AB Sniffer v6 Testing Manual

This manual covers local miner testing. Local results help improve a submission, but the official score is produced by the production scoring environment.

Prerequisites

Docker with the Docker Compose plugin
A normal browser for human checks
Miner-controlled runners for all eight target frameworks
A bot-runner service compatible with the challenge scoring API when using /score
Test hosts or virtual machines for the operating systems being evaluated
Network access from each runner to the challenge API

The challenge repository does not provide miner-side framework runners. Miners must create and configure their own.

1. Add And Validate The Detectors

Clone the current repository and enter it:

git clone https://github.com/RedTeamSubnet/ab-sniffer.git
cd ab-sniffer

Place the eight framework files and headless.js in:

src/abs_challenge/challenge/templates/static/detections/

Keep every filename and exported window function unchanged. Validate the submission:

python3 skills/validate-submission/scripts/validate_submission.py

The validator checks the exact nine files, required exports, the 500-line limit, and the repository ESLint configuration.
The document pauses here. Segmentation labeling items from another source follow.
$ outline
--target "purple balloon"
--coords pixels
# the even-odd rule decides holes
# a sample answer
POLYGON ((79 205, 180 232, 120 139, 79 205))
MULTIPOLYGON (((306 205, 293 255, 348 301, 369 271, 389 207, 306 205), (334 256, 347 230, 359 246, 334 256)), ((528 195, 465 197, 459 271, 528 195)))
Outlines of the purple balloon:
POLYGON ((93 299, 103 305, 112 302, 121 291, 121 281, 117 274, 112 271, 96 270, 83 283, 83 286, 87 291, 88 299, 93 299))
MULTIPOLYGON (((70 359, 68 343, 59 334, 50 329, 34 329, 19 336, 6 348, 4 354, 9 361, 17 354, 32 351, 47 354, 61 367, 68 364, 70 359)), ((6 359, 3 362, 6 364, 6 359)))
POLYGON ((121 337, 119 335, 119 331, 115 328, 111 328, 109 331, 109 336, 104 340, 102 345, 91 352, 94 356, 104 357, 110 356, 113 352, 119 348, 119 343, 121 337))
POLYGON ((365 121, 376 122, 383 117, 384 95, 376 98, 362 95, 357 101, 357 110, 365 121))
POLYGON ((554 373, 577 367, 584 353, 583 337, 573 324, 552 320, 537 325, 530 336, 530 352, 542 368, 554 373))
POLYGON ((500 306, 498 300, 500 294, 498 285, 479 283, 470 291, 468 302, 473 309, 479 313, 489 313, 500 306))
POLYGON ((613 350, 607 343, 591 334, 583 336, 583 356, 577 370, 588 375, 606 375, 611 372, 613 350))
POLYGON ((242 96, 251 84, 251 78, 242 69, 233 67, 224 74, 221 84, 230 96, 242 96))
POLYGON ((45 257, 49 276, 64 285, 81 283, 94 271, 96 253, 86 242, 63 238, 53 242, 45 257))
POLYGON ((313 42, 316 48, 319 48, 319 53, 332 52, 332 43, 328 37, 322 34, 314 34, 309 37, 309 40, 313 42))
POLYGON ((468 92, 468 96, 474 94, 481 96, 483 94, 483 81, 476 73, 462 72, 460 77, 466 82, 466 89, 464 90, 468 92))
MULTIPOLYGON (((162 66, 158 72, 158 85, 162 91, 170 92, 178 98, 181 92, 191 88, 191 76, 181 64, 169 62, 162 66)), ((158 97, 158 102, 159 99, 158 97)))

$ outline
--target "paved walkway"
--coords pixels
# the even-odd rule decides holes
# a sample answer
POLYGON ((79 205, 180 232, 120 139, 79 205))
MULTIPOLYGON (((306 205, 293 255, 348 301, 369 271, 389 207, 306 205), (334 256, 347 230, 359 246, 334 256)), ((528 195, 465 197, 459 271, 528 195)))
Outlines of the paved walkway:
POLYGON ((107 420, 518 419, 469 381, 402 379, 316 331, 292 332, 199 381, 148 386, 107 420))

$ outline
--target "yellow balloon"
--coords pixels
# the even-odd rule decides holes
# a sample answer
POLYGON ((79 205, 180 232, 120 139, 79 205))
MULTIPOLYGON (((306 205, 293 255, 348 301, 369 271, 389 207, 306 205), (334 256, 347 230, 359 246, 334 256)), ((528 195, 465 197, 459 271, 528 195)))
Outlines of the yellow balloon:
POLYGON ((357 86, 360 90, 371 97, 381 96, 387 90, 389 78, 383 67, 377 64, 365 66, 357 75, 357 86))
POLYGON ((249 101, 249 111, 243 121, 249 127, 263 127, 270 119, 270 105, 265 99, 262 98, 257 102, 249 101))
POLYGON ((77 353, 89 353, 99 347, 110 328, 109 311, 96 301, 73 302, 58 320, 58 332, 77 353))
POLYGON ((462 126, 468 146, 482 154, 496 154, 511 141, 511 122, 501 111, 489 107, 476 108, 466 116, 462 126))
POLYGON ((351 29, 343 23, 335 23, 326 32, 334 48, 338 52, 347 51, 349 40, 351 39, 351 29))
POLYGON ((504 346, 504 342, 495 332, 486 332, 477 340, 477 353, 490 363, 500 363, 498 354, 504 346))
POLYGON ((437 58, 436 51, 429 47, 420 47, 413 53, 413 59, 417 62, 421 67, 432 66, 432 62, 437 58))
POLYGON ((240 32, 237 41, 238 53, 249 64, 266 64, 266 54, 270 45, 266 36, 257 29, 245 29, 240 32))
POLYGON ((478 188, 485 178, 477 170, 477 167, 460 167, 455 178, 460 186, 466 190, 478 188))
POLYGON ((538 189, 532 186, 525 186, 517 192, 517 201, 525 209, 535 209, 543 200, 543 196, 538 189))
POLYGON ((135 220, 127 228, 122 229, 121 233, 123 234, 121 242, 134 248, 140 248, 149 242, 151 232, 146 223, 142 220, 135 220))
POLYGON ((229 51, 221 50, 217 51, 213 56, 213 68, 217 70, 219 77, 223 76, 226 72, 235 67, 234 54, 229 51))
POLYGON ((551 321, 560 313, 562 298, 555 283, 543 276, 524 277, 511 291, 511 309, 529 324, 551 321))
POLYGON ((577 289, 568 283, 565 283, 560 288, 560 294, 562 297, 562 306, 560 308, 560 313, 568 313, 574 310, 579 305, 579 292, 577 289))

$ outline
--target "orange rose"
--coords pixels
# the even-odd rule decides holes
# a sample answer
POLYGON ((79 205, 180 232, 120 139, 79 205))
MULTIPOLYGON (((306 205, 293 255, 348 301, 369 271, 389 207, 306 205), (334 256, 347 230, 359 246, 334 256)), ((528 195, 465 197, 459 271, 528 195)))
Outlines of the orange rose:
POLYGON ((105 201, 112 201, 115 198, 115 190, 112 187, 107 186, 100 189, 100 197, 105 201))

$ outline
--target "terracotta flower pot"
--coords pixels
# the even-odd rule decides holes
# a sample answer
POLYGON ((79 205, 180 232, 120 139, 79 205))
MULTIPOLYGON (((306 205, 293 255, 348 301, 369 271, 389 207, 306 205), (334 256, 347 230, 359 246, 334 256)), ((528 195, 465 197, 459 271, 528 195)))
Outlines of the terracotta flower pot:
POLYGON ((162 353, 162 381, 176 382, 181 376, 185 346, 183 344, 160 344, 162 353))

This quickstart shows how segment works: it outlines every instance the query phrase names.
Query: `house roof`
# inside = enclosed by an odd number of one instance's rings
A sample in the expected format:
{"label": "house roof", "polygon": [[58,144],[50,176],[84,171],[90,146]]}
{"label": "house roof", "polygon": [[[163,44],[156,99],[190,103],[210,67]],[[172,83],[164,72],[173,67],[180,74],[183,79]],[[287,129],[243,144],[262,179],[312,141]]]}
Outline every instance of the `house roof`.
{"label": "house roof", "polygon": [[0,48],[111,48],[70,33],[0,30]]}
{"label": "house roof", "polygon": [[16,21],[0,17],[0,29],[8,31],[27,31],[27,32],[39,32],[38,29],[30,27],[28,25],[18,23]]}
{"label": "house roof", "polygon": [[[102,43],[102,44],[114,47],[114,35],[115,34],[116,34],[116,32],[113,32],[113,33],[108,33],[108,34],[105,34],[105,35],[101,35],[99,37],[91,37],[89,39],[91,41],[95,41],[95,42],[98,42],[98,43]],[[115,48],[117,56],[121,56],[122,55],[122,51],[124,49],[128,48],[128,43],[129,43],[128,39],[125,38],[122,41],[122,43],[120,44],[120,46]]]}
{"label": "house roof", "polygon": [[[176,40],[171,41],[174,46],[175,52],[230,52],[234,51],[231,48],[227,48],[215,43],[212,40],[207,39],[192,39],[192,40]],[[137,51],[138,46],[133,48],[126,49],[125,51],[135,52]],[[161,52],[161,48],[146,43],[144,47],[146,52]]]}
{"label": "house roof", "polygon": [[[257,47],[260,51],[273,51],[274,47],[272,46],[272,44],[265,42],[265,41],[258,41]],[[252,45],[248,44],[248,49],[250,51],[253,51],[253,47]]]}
2. Configure And Start The Challenge

Create the environment file:

cp .env.example .env

Set a private API key and the local port in .env:

ABS_CHALLENGE_API_KEY=replace_with_your_private_api_key
ABS_CHALLENGE_API_PORT=10001

The included Compose file starts the challenge API only. To use /score, deploy your bot-runner separately and configure at least:

ABS_CHALLENGE_BOT_RUNNER__SERVERS=[{"url":"http://bot-runner-host:8080","device_type":"linux"}]
ABS_CHALLENGE_BOT_RUNNER__API_KEY=replace_with_your_bot_runner_api_key
ABS_CHALLENGE_BOT_RUNNER__PUBLIC_BASE_URL=http://challenge-host:10001

The bot-runner URL must be reachable from the challenge container. The public base URL must be reachable from browsers launched by the bot-runner. Use addresses appropriate to your network rather than copying the example hostnames unchanged.

Start the challenge:

docker compose up -d
docker compose logs -f challenge-api

Confirm that it is healthy:

docker compose ps
curl http://localhost:10001/health

Protected endpoints such as /score and /results require the API key in the X-API-Key header.

3. Choose A Reachable URL

The detection page is:

http://<challenge-host>:<port>/_web

Use localhost only when the browser runner and challenge are on the same host. A runner in another container or machine must use a reachable service name, LAN address, or DNS name. Do not use 0.0.0.0 as a destination address.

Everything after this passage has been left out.